EMERGENCY CONSENT SIGNED (parent/guardian signature)
ACKNOWLEDGEMENT SIGNED (parent/guardian signature)
PHOTO RELEASE SIGNED (parent/guardian signature)
GENERAL CAMPER INFORMATION PAGE COMPLETED
CAMPER MEDICAL SECTION
CAMPER IMMUNIZATION PRINTOUT
WITHOUT MEDICAL & IMMUNIZATION PRINTOUT COMPLETED BY A PHYSICIAN YOUR
APPLICATION WILL BE RETURNED. PLEASE DOUBLE CHECK
COMPLETE AN AUTHORIZATION TO ADMINISTER MEDICATION TO A CAMPER FORM BY A
PARENT/GUARDIAN IF NECESSARY.
NON-REFUNDABLE FEE: Personal Checks and Cash are not accepted. Please make money orders
payable to the Foundation for BCYF-Camp Joy. FULL payment is due with the completed application.
If you are a parent paying the entire Camp Joy fee, you will pay $250 for your first child
and an additional $75 for each additional sibling. Siblings without special needs can
attend Camp Joy between the ages of 3-5. Siblings with special needs can attend Camp
Joy between the ages of 3-15.
If you are a parent receiving a scholarship from another agency or organization that will go towards
covering a portion of the Camp Joy fee, you are responsible for paying the remaining balance of the
$300.00 fee. Your application must include the payment or a letter stating intent to pay from the
organization, as well as a money order from the parent for the remaining balance. (For example, if
you receive an agency scholarship for $100, you are required to pay the remaining balance of $200.)

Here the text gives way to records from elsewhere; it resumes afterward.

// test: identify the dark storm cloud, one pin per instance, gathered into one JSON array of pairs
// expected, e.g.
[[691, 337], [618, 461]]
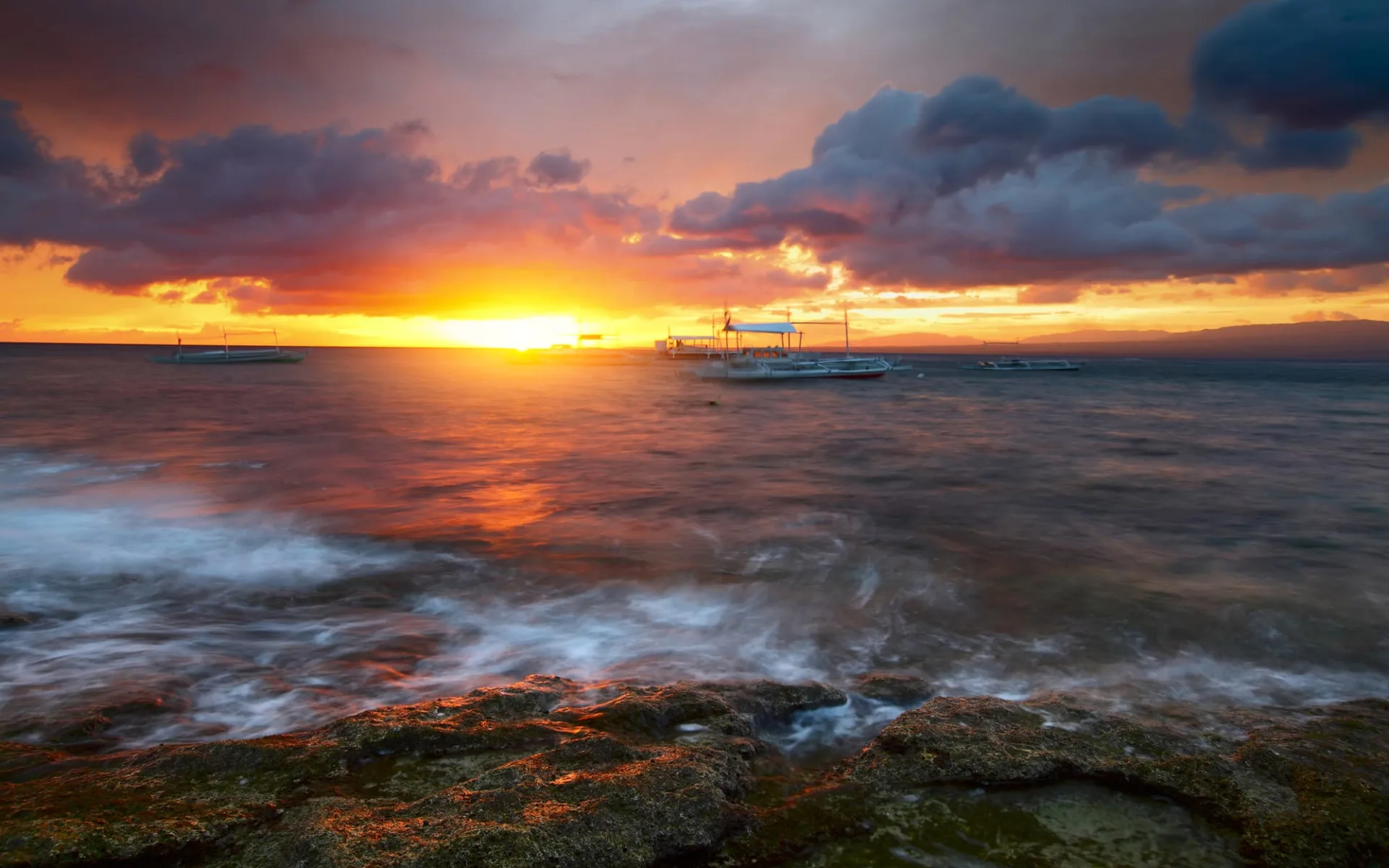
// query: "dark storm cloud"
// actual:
[[178, 61], [146, 153], [1306, 64], [982, 185], [21, 149], [556, 169], [323, 213]]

If you are an agency supporting in registering a child and covering the ENTIRE Camp Joy fee you are
required to pay $300. Documentation stating the agency’s intention to pay and/or complete
payment needs to accompany any application. ***Please DO NOT send a check that does not
include information about whose fee the payment is intended to cover.
CAMPER PHOTO: Please include a photo of camper along with Camper application!
CURRENT IEP (Individual Education Plan): Please send copies of the goals pages of your child’s most
current IEP. A letter from your child’s doctor will be accepted if you do not have an IEP.
PERSONAL CHECKS AND CASH ARE NOT ACCEPTED. NO EXCEPTIONS!
ONLY COMPLETED APPLICATIONS WILL BE PROCESSED!